だから 200 IOPS の HDD はキュー深度 32 でリクエストあたり平均 160 ms 待つ —— データベースの P99 レイテンシは動く金属アームの物理学。 シーケンシャル読みはランダムより 1,000 倍速い、ヘッドが動かず回転がすでに揃っているから。これがデータベースエンジンがシーケンシャル I/O に執着する根本理由 —— 先行書き込みログ、LSM ツリーコンパクション、バッチ ETL。 どれも IOPS-bound の作業を MB/s-bound に変えようとしている。

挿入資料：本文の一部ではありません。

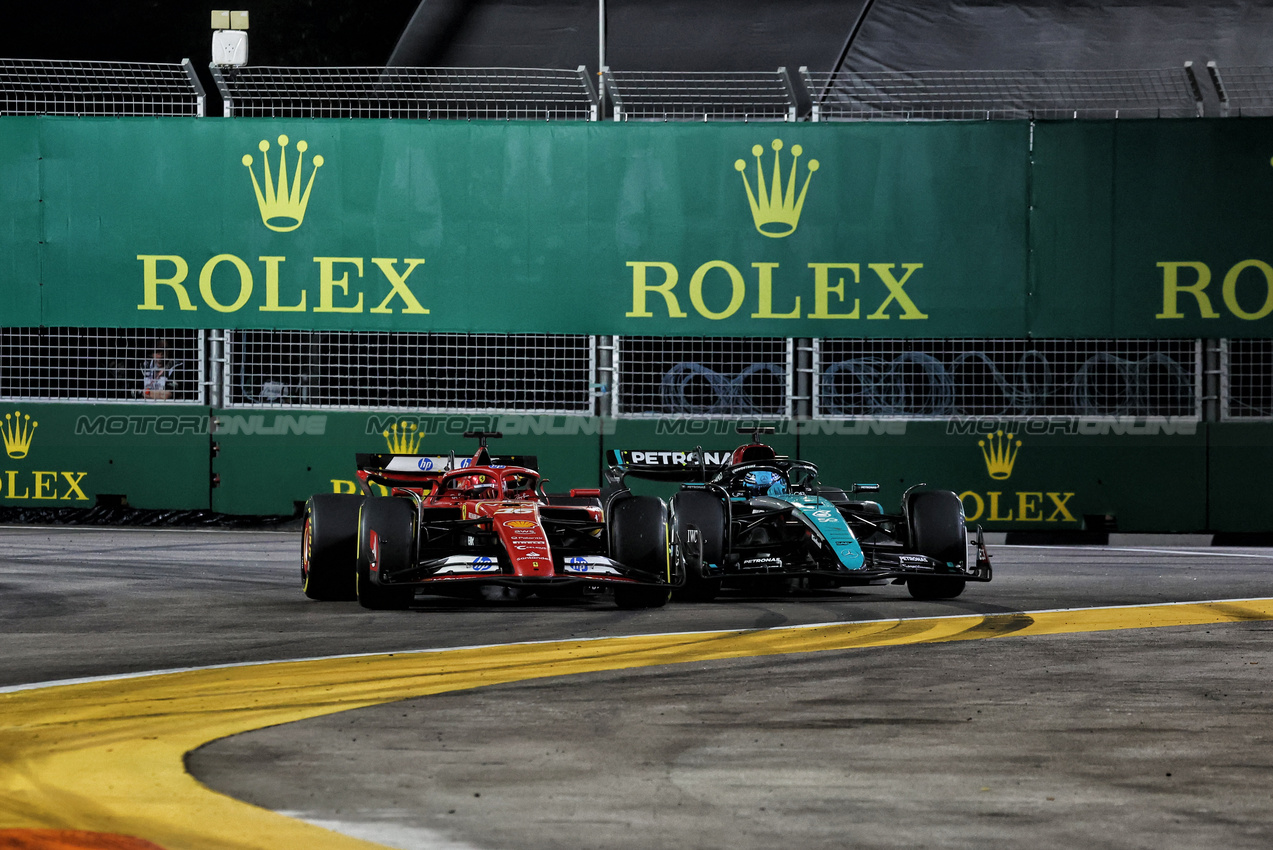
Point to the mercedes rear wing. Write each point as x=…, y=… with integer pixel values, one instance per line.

SATA SSD —— 可動部品なし、ワイヤはまだ遅い

SSD はプラッタを NAND フラッシュチップで置き換える。シークなし、回転なし。 4 KB ランダム読みは NAND プログラムサイクル(~50 μs)+ SATA ラウンドトリップ —— 合計 100 μs と呼ぼう。SATA ケーブル自体が 6 Gbps = 600 MB/s で上限、 NAND がどれだけ速くても関係ない:

ランダム 4 KB 読み         ~100 μs
シーケンシャルスループット ~500-550 MB/s   (SATA 3.0 で上限)
ランダム IOPS              ~50,000-100,000

AHCI コマンドキュー        32 未決操作

HDD から 500 倍の IOPS 改善だが、SATA プロトコル —— 回転錆のために設計された —— は重要な NAND 性能をテーブルに残す。AHCI、ホストコントローラ仕様は、 単一の 32 深さのコマンドキューを持つ。現代の NAND は数百の並行読みを処理できる; SATA はそれらを要求できない。

NVMe —— PCIe 直結、コアごとのキュー

NVMe は PCIe バス上に直接座る。PCIe 4.0 x4 = 8 GB/s の生帯域 (PCIe 5.0 x4 = 16 GB/s)。NVMe プロトコルは AHCI の単一 32 深さキューを 最大 64K の提出キュー、各最大 64K の深さに置き換える —— 典型的に CPU コアごとに 1 つのキューペア、カーネルはグローバルロックで競合せずに I/O 提出する:

ランダム 4 KB 読み         ~10-50 μs
シーケンシャルスループット ~7 GB/s          (PCIe 4.0 x4)
ランダム IOPS              500,000 - 1.5M+

キュー                     最大 64K × 64K 深

HDD より 100 倍レイテンシ改善、SATA SSD より 10 倍 IOPS 改善。 だがその数字はキュー深度 32 以上でしか見えない —— シングルスレッド同期読みループは 100 万 IOPS デバイスでもせいぜい 3 万 IOPS、 デバイスは次のリクエストを待ってアイドルだから。 だから fio --iodepth=32 のようなベンチマークが重要で、 現代の I/O パス(io_uring、カーネルバイパス SPDK)が存在する —— 実際にそれらのキューを満たすために。

レイテンシ崖 —— ストレージが階層のどこに座るか

ストレージのレイテンシは CPU が待つかもしれない他のすべてに対して相対的にのみ意味を持つ:

CPU L1 キャッシュ           ~1 ns
CPU L2 キャッシュ           ~4 ns
CPU L3 キャッシュ           ~15 ns
DRAM(主メモリ)             ~80 ns
NVMe SSD(ランダム読み)     ~10-50 μs    ← L1 より 100,000 倍遅い
SATA SSD(ランダム読み)     ~100 μs
ネットワーク SSD / EBS gp3  ~500 μs
HDD(ランダム読み)          ~5-15 ms     ← L1 より 10,000,000 倍遅い
S3 / コールドストレージ(初B) ~10-100 ms

2 つの要点。第一に、キャッシュヒットとコールドディスク読みの差は大体「キッチンへ歩く」と 「別の大陸へ歩く」の差 —— これがストレージの上のあらゆる層 (Postgres shared_buffers、Redis、カーネルページキャッシュ)がキャッシュにそれほど積極的な理由。 第二に、NVMe と HDD の差(1,000 倍)は DRAM と NVMe の差(~500 倍)より大きい —— ネットワーク接続 HDD 時代は任意のレイテンシ敏感ワークロードに対して真に過ぎ去った。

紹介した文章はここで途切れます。